Microsoft Zune review

£269
Price when reviewed

Admittedly, none of that’s unique to the Zune. What is, however, is the built-in 802.11b/g WLAN. You can’t get on the internet with it (at least not yet), but you can use it to create an ad-hoc network with another Zune. We tracked down a fellow Zune owner, and swapped a few albums and individual tracks, all at the nippy rate of about one every six seconds. You can then listen to them three times over three days. Pictures can also be sent (with no restrictions), although video can’t. Despite the somewhat distasteful DRM restrictions (even on unprotected music), it’s a neat enough trick.

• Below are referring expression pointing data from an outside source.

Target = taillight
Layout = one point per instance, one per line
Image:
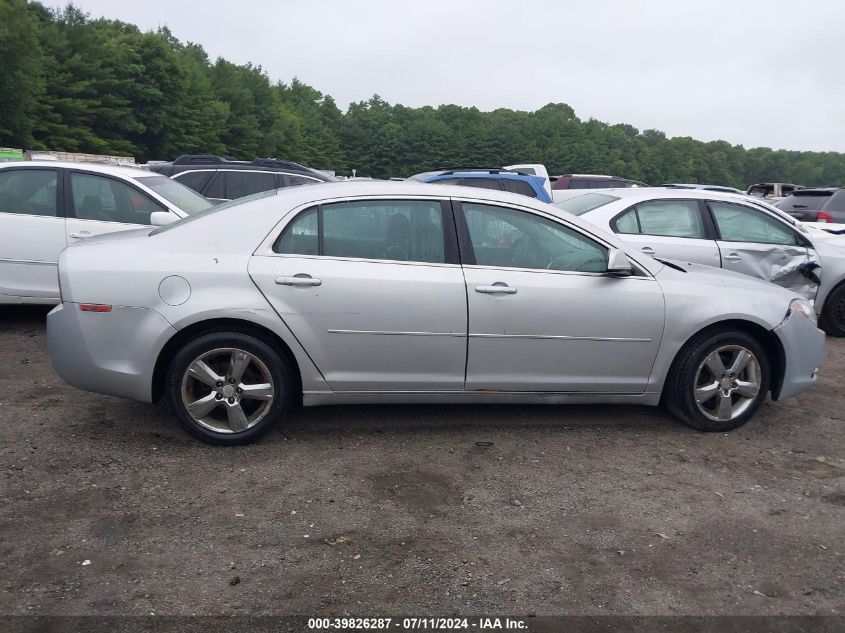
(94, 307)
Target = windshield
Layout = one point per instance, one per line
(588, 202)
(213, 208)
(176, 193)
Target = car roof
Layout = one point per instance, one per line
(818, 191)
(632, 195)
(355, 188)
(109, 170)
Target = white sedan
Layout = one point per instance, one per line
(45, 206)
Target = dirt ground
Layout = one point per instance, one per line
(109, 508)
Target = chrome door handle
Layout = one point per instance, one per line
(497, 288)
(298, 280)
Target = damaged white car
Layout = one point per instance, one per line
(727, 231)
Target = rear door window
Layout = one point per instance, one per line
(105, 199)
(29, 191)
(505, 237)
(737, 223)
(668, 218)
(398, 230)
(246, 183)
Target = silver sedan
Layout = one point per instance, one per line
(387, 292)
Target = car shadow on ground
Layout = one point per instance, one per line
(139, 423)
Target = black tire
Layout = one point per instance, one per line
(679, 390)
(833, 313)
(265, 363)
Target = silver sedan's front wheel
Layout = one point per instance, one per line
(727, 382)
(718, 380)
(229, 387)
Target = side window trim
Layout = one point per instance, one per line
(71, 207)
(451, 251)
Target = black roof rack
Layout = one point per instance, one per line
(486, 170)
(213, 159)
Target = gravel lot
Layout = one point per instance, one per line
(109, 508)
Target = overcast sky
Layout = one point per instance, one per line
(754, 72)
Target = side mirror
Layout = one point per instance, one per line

But it isn’t worth moving to the US for, and it will certainly need expansion to be more than a gimmick.

Microsoft Zune review

The fundamentals are undeniably there – the great screen, the excellent onboard software and the WLAN are all major plus points. But the good bits are trapped in hide-it-under-a-book-so-no-one-sees hardware, and the PC software is a Frankenstein-like mess. Look into the potential of the product and it’s exciting (there’s even a rumour it will be usable as a SideShow device), but we’d currently be forced to say “no” if it came to a raw buying decision. We’ve no doubt that successive generations will improve, and Microsoft may even manage to replicate the Xbox phenomena with the Zune, but at this rate it will take five years.